Deputy Mayor of Sarajevo
- In office 8 April 2021 – 17 July 2025
- Mayor: Benjamina Karić Predrag Puharić

Personal details
- Born: 29 July 1975 (age 50) Sarajevo, SR Bosnia and Herzegovina, SFR Yugoslavia
- Party: Our Party
- Sports career
- Sport: Swimming
- Strokes: Butterfly

= Anja Margetić =

Bosnian politician and swimmer (born 1975)

Anja Margetić (born 29 July 1975) is a Bosnian politician and former swimmer. She competed in two events at the 1992 Summer Olympics, being the first woman to represent Bosnia and Herzegovina at the Olympics. She later entered politics, serving as the deputy mayor of Sarajevo from 2021 to 2025 as a member of Our Party.

==Biography==
Margetić was born on 29 July 1975, in Sarajevo, Yugoslavia. She comes from a Croat family and her father worked as a cameraman. She received her primary and secondary education in Sarajevo. She was active as a swimmer, being a member of the national team for SFR Yugoslavia and setting several Bosnian records. She participated at the Balkaniad and the European Championships.

In 1991, Margetić moved to the U.S. on a swimming scholarship, attending Sam Barlow High School in Oregon. As a senior in 1992, she broke the Mount Hood Conference records in the 100m butterfly and 100m freestyle. She later began attending the University of Nebraska–Lincoln on a swimming scholarship and was regarded as the school's top female butterfly swimmer.

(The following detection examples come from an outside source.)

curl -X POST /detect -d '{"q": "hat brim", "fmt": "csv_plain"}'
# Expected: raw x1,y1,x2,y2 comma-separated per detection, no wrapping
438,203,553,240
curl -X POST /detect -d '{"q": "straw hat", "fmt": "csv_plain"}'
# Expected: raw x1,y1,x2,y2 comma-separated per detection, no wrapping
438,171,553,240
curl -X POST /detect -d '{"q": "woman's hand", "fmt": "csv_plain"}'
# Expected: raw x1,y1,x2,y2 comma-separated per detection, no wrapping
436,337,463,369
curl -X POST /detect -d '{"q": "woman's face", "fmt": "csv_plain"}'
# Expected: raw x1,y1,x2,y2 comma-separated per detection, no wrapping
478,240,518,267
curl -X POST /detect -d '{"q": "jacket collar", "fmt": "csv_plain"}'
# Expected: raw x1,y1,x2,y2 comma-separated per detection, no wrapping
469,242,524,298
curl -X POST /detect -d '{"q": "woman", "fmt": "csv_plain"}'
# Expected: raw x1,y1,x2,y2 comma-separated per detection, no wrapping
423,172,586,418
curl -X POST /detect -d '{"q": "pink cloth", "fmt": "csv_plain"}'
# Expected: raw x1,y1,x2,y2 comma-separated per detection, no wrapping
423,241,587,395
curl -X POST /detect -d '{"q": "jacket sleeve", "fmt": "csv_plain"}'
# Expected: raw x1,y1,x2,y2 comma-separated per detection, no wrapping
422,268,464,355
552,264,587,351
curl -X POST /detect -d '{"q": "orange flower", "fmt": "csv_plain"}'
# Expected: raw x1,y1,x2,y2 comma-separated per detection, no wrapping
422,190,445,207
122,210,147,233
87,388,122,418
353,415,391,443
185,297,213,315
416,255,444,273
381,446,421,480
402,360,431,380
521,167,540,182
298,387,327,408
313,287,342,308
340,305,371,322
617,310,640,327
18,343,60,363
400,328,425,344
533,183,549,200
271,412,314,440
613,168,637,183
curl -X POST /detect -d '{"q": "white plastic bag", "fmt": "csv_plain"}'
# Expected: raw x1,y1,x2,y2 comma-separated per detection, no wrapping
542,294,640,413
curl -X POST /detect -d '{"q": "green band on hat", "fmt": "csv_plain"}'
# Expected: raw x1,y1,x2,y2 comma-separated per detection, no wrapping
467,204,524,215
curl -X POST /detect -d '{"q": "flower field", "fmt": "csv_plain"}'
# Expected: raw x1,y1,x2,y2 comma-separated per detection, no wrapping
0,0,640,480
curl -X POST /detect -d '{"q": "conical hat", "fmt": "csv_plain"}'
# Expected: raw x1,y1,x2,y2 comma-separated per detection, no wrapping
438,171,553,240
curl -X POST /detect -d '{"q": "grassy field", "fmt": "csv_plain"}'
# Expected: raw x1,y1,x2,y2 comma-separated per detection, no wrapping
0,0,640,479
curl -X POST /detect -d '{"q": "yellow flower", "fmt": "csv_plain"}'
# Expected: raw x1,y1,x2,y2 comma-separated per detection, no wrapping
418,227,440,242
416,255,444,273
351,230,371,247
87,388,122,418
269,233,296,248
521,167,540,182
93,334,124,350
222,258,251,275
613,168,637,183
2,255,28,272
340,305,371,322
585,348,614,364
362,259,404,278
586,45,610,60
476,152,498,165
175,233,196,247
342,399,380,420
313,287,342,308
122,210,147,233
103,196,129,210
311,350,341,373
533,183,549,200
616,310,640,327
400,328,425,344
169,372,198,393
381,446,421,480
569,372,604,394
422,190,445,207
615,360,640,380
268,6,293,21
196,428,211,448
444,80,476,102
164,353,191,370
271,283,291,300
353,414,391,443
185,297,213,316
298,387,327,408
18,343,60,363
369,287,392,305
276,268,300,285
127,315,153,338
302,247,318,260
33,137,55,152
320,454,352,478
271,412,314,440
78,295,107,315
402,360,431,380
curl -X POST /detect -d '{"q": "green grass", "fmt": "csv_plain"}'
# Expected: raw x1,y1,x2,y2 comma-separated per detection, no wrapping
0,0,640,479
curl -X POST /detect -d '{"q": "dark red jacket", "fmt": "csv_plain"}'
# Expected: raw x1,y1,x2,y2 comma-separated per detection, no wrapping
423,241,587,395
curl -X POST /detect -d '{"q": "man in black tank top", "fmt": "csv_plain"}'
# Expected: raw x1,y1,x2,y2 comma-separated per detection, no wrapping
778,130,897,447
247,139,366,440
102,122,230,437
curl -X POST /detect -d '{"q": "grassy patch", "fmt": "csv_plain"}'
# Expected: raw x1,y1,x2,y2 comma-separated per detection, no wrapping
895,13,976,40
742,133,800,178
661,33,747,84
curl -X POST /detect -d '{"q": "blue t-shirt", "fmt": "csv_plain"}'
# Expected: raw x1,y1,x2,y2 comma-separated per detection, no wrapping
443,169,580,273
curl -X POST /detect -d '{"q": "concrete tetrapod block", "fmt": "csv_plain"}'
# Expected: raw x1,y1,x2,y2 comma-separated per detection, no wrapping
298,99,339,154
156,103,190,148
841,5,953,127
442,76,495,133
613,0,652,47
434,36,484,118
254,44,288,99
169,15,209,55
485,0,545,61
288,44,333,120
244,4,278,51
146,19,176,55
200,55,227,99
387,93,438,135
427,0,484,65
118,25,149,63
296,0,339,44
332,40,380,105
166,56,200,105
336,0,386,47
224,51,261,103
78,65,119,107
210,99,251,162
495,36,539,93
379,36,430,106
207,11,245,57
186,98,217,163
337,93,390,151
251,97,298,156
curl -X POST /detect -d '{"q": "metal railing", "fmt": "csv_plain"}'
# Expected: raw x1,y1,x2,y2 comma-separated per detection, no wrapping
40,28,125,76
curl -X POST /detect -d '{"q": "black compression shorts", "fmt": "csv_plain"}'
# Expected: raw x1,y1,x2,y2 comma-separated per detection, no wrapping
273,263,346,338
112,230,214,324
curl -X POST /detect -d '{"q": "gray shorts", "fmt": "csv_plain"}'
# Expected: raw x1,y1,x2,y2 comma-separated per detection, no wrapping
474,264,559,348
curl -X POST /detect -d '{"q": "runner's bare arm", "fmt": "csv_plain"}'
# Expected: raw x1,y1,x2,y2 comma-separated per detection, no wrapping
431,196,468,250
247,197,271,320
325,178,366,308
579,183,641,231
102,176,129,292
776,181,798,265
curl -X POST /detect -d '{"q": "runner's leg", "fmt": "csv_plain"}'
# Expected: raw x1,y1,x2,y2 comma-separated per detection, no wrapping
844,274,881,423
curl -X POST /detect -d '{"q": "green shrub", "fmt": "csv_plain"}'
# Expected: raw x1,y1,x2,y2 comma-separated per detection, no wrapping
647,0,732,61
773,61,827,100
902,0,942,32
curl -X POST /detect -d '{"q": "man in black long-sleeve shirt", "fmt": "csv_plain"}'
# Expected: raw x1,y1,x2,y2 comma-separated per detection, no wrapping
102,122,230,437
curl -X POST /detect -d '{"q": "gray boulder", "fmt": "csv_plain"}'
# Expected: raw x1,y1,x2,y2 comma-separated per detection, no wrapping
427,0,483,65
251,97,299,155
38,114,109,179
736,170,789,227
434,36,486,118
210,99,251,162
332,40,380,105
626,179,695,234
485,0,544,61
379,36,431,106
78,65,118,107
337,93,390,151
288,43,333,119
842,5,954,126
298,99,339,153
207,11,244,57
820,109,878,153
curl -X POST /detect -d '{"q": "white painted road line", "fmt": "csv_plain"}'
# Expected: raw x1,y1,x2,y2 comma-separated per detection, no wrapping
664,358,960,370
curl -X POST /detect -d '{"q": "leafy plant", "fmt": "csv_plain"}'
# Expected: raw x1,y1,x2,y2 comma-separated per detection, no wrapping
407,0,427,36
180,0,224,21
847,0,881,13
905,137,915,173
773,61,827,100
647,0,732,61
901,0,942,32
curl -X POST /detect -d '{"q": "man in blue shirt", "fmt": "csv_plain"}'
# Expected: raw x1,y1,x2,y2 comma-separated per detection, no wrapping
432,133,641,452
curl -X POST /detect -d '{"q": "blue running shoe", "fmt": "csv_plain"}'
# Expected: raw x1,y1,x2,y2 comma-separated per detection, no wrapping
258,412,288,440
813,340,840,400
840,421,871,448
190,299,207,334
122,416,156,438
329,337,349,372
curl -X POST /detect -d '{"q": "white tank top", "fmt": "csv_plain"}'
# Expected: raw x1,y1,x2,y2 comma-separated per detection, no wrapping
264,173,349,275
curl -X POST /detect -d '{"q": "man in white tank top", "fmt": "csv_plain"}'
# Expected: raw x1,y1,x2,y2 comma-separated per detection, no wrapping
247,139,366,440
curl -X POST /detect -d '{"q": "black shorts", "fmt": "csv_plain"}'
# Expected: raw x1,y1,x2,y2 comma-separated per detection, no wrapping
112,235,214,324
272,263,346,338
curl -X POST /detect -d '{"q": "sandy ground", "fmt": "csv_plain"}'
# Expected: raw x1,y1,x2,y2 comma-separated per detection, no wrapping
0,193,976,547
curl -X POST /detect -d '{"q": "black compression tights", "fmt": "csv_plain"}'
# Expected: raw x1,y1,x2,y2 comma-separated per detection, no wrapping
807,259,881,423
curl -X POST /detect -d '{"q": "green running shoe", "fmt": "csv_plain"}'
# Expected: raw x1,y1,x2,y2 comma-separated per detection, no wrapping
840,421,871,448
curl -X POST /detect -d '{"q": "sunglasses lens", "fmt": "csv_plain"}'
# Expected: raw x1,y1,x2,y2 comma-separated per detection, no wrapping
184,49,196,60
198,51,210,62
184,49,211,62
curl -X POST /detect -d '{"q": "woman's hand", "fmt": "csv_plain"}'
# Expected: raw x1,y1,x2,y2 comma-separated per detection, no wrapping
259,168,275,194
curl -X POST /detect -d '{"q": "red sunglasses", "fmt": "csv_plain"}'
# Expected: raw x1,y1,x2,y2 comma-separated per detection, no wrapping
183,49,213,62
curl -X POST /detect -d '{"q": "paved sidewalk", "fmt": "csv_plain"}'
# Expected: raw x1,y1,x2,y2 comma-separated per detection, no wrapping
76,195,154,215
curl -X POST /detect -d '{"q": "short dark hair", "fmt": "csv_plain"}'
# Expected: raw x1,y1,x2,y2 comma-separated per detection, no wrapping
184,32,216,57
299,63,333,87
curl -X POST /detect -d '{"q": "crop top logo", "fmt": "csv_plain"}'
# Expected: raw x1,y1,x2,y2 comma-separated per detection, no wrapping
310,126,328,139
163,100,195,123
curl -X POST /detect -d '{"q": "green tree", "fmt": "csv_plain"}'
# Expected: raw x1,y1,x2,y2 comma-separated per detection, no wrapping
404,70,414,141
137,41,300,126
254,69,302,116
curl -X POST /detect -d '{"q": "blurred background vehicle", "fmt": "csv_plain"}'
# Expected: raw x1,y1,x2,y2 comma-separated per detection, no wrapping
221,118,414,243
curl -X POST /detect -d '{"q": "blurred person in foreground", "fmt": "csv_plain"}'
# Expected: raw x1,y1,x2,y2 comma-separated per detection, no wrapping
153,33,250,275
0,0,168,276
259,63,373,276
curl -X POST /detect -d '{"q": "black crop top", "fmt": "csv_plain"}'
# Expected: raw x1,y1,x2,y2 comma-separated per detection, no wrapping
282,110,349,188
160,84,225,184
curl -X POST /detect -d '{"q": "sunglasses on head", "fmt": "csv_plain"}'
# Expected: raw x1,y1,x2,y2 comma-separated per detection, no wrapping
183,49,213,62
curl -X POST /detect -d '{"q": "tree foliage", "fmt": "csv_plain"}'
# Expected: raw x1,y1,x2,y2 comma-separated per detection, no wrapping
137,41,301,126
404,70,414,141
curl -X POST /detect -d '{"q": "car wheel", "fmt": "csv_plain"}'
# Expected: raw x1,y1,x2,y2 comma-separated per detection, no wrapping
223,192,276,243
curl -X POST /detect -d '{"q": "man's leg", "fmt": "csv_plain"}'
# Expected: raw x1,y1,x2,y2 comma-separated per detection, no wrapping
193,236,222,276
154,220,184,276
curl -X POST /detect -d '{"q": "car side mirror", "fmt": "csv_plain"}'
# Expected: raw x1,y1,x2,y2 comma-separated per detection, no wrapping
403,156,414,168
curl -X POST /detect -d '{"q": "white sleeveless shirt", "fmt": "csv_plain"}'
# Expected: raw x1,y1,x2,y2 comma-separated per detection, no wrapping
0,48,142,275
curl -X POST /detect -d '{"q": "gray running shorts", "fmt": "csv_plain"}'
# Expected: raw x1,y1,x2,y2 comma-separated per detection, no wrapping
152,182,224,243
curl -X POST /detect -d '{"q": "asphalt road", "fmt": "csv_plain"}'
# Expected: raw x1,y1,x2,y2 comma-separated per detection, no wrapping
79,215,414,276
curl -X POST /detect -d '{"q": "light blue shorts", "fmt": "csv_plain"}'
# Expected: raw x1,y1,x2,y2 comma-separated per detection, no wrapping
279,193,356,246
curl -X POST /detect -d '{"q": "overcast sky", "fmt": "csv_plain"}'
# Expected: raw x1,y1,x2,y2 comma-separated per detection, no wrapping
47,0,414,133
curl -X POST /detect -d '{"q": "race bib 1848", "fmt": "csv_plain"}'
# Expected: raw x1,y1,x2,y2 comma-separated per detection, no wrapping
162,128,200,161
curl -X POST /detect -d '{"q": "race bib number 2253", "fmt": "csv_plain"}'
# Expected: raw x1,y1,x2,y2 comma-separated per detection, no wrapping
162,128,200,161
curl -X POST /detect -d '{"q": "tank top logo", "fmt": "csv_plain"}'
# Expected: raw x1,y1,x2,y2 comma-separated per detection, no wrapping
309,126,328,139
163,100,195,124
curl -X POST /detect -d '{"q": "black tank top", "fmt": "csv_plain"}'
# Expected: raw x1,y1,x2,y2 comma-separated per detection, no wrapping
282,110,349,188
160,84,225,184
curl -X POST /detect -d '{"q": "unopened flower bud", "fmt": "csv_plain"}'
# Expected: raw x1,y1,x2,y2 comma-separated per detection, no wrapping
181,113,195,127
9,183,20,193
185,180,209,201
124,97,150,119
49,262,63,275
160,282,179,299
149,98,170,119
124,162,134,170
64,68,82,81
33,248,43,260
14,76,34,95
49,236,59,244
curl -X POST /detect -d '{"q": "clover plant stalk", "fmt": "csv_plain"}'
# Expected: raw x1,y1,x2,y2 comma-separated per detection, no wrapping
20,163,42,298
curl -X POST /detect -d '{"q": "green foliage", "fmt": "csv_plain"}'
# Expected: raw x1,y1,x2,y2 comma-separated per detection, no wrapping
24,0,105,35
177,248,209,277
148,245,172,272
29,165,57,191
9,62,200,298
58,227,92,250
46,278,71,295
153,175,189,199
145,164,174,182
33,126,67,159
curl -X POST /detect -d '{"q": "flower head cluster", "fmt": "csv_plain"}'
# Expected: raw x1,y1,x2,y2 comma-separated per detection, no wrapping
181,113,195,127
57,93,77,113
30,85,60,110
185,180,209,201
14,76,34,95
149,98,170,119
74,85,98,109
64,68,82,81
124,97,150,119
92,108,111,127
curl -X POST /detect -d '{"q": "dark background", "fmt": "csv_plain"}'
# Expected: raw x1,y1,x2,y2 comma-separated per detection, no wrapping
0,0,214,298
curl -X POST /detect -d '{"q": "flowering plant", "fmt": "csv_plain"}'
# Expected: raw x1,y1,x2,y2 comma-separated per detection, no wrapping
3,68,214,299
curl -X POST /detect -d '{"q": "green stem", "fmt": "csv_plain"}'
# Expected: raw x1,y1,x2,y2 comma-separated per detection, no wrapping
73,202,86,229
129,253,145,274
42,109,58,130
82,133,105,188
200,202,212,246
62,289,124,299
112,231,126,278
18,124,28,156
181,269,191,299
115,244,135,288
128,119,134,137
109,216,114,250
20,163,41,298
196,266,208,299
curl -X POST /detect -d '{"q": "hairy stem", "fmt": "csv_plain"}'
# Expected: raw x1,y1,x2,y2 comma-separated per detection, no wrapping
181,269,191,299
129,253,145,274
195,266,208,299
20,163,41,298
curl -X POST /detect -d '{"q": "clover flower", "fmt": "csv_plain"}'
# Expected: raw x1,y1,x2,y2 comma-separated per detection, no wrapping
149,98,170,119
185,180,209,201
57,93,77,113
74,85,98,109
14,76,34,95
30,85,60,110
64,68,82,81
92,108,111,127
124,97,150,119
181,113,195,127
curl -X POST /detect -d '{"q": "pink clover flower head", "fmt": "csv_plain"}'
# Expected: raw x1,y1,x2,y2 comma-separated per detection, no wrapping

In 1992, Margetić was invited by the Olympic Committee of the Republic of Bosnia and Herzegovina to compete at the 1992 Summer Olympics, the first time Bosnia competed at the games. Selected to compete in the 100m and 200m butterfly events, she became one of the first four women to represent Bosnia and Herzegovina at the Olympics. She turned 17 on the day of her first race and finished 44th in the 100m and 27th in the 200m. The following year, she was selected to compete at the 1993 Mediterranean Games, but refused after learning she would have been designated an "Independent Mediterranean Participant", due to Bosnia not yet being a part of the International Swimming Federation.

Margetić returned to Sarajevo in 1997, after completing her studies at Nebraska. She began working at the Central Bank of Bosnia and Herzegovina and later served 23 years there in the role of SWIFT administrator and head of the Transaction Monitoring Service. In 2007, she received a master's degree in international business and public policy from the Italian University of Catania. She also served as a swimming coach, with several state champions and national team members having competed under her.

In April 2021, Margetić, a member of Our Party, was elected one of two deputy mayors of Sarajevo. She announced she was leaving the country in November 2024, declaring she had been unjustly overlooked in selection for acting mayor of Sarajevo and that the Troika alliance had "betrayed the people".